Jeff Bezos’ Blue Origin space venture leads NASA’s list of Washington state contractors in a newly released analysis of NASA’s economic impact.
The analysis was released today as NASA released data showing the number of jobs and proceeds generated in each of the 50 states and the District of Columbia during the 2021 fiscal year. NASA said this is the first time it has drafted a state-specific fact sheet to complement its economic impact report.
“With the president’s fiscal 2024 budget announcement this week, NASA will continue to be the economic engine that supports high-paying American jobs, sustains American innovation, and strengthens America’s competitiveness in the 21st century,” NASA said. CEO Bill Nelson said in a news release. “Our impressive economic impact only scratches the surface of NASA’s influence around the world and demonstrates clearly that what is good for NASA is good for communities across the country. .”
Nationwide, NASA supported more than 339,600 jobs in fiscal year 2021 (the period from October 2020 to the end of September 2021) based on multipliers that account for direct and indirect economic impact. The space agency said its activities generated more than $71.2 billion in economic output during the fiscal year. accounts for $426.6 million.
NASA figures show that more than half of the funds raised for Washington state in fiscal year 2021 ($275.9 million, 431) went to Blue Origin, headquartered in Kent, Washington. increase. The fact sheet doesn’t provide details about the programs supported by its funding, but NASA provides: Blue Origin funds lunar lander development efforts, ballistics research projects, and other space research.
The Aerojet Rocketdyne operation in Redmond, Washington was second on NASA’s Washington state list with $15,744,742 in funding. Aerojet’s Redmond team builds thrusters for a wide range of NASA spacecraft, from the Artemis lunar program’s Orion capsule and his SLS rocket, to the Persevier Lance rover that landed on Mars in 2021.
Rounding out the Washington state top five was Everett-based MagniX, a NASA-backed demonstration of electric aeronautical technology ($5.43 million raised). Vancouver-based nLight Photonics ($1.03 million) provides high-power laser systems used by NASA. Seattle-based Northwest Research Associates ($772,491), which focuses on sensor systems.
Speaking of research, the University of Washington leads NASA’s list of educational funding for Washington state agencies, with $19.19 million in funding. Washington State University, Western Washington University, and Northwest Indian College also received educational funding from this institution.
While there were only 19 NASA federal jobs listed as being based in Washington, the state ranked 7th nationally in state-by-state procurements for fiscal 2021, supporting direct and indirect Ranked 10th in number of jobs.
NASA isn’t the only economic influencer on Washington’s space industry, said Stan Schul, founder of Alliance Velocity, a consulting firm for space and software companies based in Bellevue, Washington. increase. In an email to GeekWire, Shull pointed to satellite operations being installed in the Seattle area by SpaceX, Amazon and LeoStella, as well as privately funded work being done by companies such as Blue Origin and Spaceflight Inc.

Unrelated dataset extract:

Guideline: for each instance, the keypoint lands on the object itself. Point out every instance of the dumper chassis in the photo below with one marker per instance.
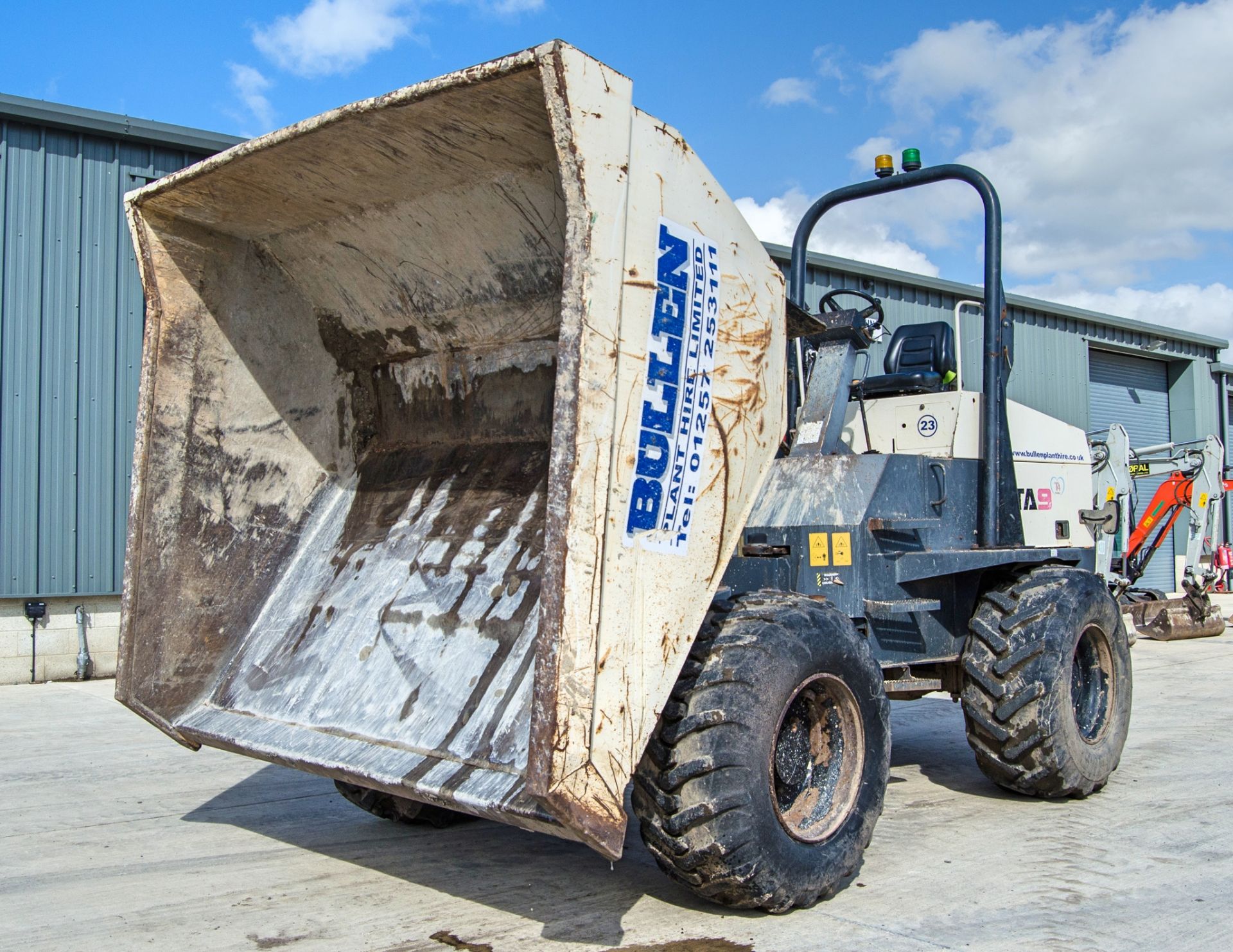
(505, 478)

“While NASA funding and several national security space contracts in Washington State have been valuable to the region, the region’s space ecosystem is largely homegrown and uniquely entrepreneurial. It has a spirit,” said Shull. “We do not have a major federal space or defense presence in places like Houston, Los Angeles, Colorado or Florida.”
Despite these shortcomings, the Seattle-area space economy fosters dozens of space companies, employs thousands of people, and generates billions of dollars in economic impact annually, Schul said. Stated.
“It also has an amazing range,” he added. “It covers the entire end-to-end space and satellite value chain, from component manufacturing to satellites, rockets, space infrastructure, space communications and data services. We may not be the largest space nation. However, our modest but mighty space ecosystem has the potential to become a global space powerhouse in the future.”
For comparison, California was the state with the most NASA funding in 2021 ($4.5 billion) and the state with the most jobs supported by NASA-related activities (66,236, including jobs created by indirect economic impact). include). The Golden State has three NASA centers: the Ames Research Center, the Armstrong Flight Research Center, and the Jet Propulsion Laboratory.
Maryland, home to NASA’s Goddard Space Flight Center, has the most NASA federal government jobs (3,128 versus 1,812 in California).